The three’s manner of grieving is individual and different. Julie’s father reminds her that his grief doesn’t have the similar depth that she has of a child who has lost her mother. After all, he had already been long separated from their mother. However, Julie is desperate and firm to bring both her sister and father along the same lines. She asserts the restorative importance of collective grieving. With them, she desires to try and do things she wishes she had done with her mother. Maybe it would offer a form of solace. She suggests a ceremony they could have. Her appeal of sharing grief is insistent as she struggles to reconnect with her sister.

They don’t reject her outright but register their discomfort and hesitation.  The three have had deeply varied memories and experiences of being around her, whose absence has had a profound effect on their lives. Julie takes us on a tour through her family history, albeit not in great detail, a decision that works to arguably differing ends. Her sister, who was six years older than her, never got to know her own father, but the new guy, whom her mother started going out with when they moved from Brazil to Denmark, took to her as if she were his own child. He quickly earned the right by which she regarded him as her own father, her often being more comfortable and easier around him than her mother.

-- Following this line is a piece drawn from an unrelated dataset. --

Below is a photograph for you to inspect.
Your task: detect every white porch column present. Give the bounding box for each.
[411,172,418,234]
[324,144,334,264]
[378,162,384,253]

God, Please Send A Whale (2024) ‘CPH: DOX’ Movie Review
A still from “God, Please Send A Whale” (2024)

Although the relationship between the two girls’ mother and their father eventually broke up, his concern and affection for his daughters remained as unshakable as ever. Ursula, who later concedes with amusement that she wasn’t an easy child, yearned for Brazil so much so that she chose to build her life in it instead of Denmark, where she’d otherwise have a lot of security in the reassuring presence of her family.

Her decision to opt for such a life, where she sold jewelry on the streets with her boyfriend and somehow scraped by a living, never sat right with her mother. Ursula fiercely values her independence and ensures no one can quite push her into doing things against her will. She is resistant to any sort of control, defying the expectations of her parents, who wish her stability while confronting a realization that she isn’t having it if it goes against the oft-reckless way she chooses to lead her life.

After her mother’s death, the sisters drifted apart. Julie says her return to Brazil with her father and re-establishing a deep bond with Ursula is an “attempt to take action.” It is a means of fighting grief. With Ursula, she cannot quite bring herself to discuss matters relating to their mother as honestly and openly as she wants to. While Ursula seems more collected, Julie’s bereavement brims with raw vulnerability. The former has had a largely turbulent relationship with her mother, rarely seeing eye to eye on various issues. Whenever her mother came to visit her in Brazil, the two would spend most of the time fighting. Fortunately, on her last visit before her death, things were more cordial. At least they got to share a few happy moments together.

Julie didn’t get to bid farewell to her mother properly. It is only on this visit to her sister that, after many years, she is trying to have unresolved, long-due conversations. There is a lovely moment where the two just laugh their hearts out in a cathartic fit after having many intense conversations. “God, Please Send A Whale” shines with tender honesty in such moments where the three people bare their souls to each other.  Though the obtrusively abrupt cuts quickly and inelegantly pace through a conversation to reveal the bruising points, Julie fills the film with so much candor and emotional truth any such niggling technical issues can be forgiven.

God, Please Send A Whale premiered at CPH: DOX Festival 2024.